Das war meistens recht einfach, jedenfalls einfacher, als zusätzliche
Zeiten für das Ensemblespiel auszuhandeln. Merk-würdigerweise
waren unsere klavierspielenden Orchestermitglieder oft besser als
deren Mitschüler, die sich ausschließlich mit dem Klavier
beschäftigten. Ich spreche auch ausdrücklich von den „klavierspielenden“
Orchestermitgliedern, weil eine Terminierung wie „Klavier
als Zweitinstrument“ irre leiten könnte. Das Klavier
war eben nie das „Zweit-Instrument“, sondern eine Ergänzung
und Bereicherung besonderer Art. So mancher unserer Schüler,
der später eine musikalische Berufslaufbahn eingeschlagen hat,
hätte genau so gut mit dem Hauptfach Klavier sein Studium beginnen
können. Diese Schüler haben allerdings von Anfang an die
Besonderheiten und vielfältigen Möglichkeiten des Klaviers
genutzt: Begleitung eines Geschwisters, Mitwirkung in einer Kammermusikformation,
solistisches Auftreten, Musiktheorie und Harmonielehre. Nur so scheint
mir ein Klavierunterricht an der Musikschule, gefördert mit
öffentlichen Mitteln, überhaupt gerechtfertigt. Oft habe
ich mich gefragt, ob Kinder oder Jugendliche, denen an den besonderen
Ansprüchen und Möglichkeiten des Klavierspiels nicht gelegen
ist, im Privatunterricht, der ja zur Genüge angeboten wird,
nicht besser aufgehoben wären. Mit meinen Forderungen nach
mehr Kooperation, Offenheit und Vielfalt habe ich verständlicherweise
manchen Kollegen aus dem Fachbereich Klavier zur Verzweiflung gebracht
und es wundert mich nicht, dass mich einer, wie mir eine Schülermutter
einmal verschämt gestand, am liebsten ermordet hätte.
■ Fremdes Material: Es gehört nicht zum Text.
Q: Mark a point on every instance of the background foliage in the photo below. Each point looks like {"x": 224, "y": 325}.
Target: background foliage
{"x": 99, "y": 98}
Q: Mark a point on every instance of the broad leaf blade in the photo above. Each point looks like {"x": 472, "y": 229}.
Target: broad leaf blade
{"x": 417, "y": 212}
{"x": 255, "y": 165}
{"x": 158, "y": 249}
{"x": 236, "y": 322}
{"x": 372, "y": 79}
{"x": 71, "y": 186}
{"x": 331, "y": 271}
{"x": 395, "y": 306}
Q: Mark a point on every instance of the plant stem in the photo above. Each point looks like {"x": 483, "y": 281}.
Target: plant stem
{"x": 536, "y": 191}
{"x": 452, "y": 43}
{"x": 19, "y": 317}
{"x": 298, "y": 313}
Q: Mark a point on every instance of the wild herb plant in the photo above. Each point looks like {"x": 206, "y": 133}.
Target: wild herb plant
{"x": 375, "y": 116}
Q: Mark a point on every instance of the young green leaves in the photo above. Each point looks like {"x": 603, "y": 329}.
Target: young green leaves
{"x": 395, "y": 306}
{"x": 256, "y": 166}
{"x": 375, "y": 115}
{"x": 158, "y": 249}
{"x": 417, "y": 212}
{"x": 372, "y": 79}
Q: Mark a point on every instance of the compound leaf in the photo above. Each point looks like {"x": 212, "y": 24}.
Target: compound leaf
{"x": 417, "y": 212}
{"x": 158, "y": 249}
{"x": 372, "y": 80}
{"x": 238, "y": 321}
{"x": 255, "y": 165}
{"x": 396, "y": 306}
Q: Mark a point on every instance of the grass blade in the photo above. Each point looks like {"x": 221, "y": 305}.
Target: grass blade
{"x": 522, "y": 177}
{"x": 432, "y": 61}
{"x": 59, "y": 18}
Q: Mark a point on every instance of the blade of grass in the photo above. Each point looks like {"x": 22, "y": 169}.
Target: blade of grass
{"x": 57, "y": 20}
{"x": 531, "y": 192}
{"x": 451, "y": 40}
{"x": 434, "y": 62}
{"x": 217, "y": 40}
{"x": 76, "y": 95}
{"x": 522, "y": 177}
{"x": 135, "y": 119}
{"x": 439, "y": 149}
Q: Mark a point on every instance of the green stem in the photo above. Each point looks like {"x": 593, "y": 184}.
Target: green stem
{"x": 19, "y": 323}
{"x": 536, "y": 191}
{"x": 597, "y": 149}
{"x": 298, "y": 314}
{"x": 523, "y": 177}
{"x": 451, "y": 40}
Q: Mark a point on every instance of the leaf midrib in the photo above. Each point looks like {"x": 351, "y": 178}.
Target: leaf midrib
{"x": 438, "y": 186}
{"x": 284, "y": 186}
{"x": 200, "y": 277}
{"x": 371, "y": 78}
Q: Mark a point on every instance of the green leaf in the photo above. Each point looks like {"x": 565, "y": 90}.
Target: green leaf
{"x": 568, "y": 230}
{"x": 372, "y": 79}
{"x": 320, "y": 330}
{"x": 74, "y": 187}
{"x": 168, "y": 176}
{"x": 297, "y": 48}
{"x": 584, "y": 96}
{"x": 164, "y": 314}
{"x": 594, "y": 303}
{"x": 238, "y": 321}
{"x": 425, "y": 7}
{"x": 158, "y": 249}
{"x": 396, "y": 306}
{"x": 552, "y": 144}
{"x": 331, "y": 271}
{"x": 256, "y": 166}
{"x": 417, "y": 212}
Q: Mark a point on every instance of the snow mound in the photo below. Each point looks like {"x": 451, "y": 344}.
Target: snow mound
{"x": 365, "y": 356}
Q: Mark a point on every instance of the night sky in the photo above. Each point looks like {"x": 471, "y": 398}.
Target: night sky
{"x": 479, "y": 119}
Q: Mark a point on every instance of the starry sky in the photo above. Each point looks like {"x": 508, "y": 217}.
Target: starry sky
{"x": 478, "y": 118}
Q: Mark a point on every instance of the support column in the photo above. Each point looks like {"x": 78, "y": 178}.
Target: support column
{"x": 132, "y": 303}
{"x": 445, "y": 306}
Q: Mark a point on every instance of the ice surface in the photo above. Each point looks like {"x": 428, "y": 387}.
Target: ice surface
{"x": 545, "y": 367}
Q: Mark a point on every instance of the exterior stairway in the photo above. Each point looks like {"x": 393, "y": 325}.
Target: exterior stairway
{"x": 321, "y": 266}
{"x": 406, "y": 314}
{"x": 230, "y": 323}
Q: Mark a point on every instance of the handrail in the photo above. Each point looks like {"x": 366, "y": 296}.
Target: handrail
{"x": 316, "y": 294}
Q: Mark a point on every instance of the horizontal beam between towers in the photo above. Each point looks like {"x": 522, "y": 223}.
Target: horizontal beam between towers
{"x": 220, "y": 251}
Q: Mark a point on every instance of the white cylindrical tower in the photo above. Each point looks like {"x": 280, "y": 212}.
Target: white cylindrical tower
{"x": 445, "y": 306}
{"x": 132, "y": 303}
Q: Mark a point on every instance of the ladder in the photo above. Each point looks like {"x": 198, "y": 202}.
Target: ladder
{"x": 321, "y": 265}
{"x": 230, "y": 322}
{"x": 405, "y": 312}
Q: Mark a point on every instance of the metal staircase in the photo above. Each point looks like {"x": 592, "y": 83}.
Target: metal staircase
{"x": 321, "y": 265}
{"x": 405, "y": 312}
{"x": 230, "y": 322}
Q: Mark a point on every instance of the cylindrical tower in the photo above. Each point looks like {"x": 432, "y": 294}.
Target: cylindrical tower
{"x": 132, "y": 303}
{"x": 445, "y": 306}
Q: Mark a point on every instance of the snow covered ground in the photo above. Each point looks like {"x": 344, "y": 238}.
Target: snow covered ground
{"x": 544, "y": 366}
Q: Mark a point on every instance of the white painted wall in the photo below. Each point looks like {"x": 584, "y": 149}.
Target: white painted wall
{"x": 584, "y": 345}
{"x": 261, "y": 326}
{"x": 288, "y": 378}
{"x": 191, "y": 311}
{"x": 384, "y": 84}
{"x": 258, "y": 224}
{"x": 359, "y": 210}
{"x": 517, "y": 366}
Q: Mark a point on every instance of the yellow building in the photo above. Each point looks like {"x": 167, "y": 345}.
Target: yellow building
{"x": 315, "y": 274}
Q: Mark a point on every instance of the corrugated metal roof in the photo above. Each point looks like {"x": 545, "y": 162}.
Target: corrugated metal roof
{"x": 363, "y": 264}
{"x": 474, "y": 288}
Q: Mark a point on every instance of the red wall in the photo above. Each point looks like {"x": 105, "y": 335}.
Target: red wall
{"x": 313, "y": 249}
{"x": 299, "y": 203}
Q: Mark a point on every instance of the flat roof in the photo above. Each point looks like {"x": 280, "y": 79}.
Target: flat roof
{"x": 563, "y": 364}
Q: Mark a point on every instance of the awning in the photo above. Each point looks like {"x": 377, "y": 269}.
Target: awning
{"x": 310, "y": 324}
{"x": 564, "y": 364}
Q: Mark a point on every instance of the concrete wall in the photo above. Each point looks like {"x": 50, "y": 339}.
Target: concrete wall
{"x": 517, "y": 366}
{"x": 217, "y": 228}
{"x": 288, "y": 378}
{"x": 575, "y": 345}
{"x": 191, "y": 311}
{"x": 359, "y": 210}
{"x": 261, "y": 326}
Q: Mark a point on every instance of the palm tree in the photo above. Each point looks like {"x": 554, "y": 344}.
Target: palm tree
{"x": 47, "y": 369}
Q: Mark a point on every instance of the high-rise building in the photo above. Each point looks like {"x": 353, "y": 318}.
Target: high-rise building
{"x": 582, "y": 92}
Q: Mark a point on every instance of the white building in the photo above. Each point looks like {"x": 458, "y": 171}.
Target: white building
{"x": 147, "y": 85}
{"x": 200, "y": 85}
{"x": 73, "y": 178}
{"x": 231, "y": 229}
Dazu ist es glücklicherweise nicht gekommen. Leider habe ich
unsere Schüler und deren Lehrer niemals Opern oder Sinfonien
in Klavierfassung spielen hören, obwohl es an Literatur dazu
wirklich nicht mangelt. Das lag sicherlich mehr an den zuständigen
Lehrern, wie ich überhaupt die Einfallslosigkeit so mancher
Klavierlehrer bedauert habe. Ein Instrument, musikalisch so umfassend
und vielseitig, sollte doch noch andere Arten des Unterrichts ermöglichen,
als die althergebrachte Form des Nachspielens, des gouvernantenhaften
„neben dem Schü-ler Sitzens“ oder des Wartens auf
große Talente. Eines Tages absolvierten in unserem Orchestersaal
die Schüler des Leistungskurses Musik des benachbarten Clara-Schumann-Gymnasiums
ihr Prüfungsprogramm: 4- bis 6-stimmige Madrigale und Klaviervorträge.
Mein Celloschüler Frank-Michael, heute Mitglied eines renommierten
Orchesters, spielte mehrere Klavierstücke so gut und so schön,
dass ich ihn, von dem ich schon immer dachte, er hätte das
Zeug zu einem hervorragenden Kapellmeister, nach dem Vorspiel ansprach
und meinte: „Frank-Michael, hast Du Dir schon einmal überlegt,
aus Deinem Klavierspiel etwas mehr zu machen?“ Worauf mich
dieser nur entgeistert anstarrte und entrüstet antwortete:
„Aber Herr Matakas, Violoncello ist doch ein Melodieinstrument!“
Stimmt, und das nächste Mal werde ich diese rätselhafte
Antwort erklären!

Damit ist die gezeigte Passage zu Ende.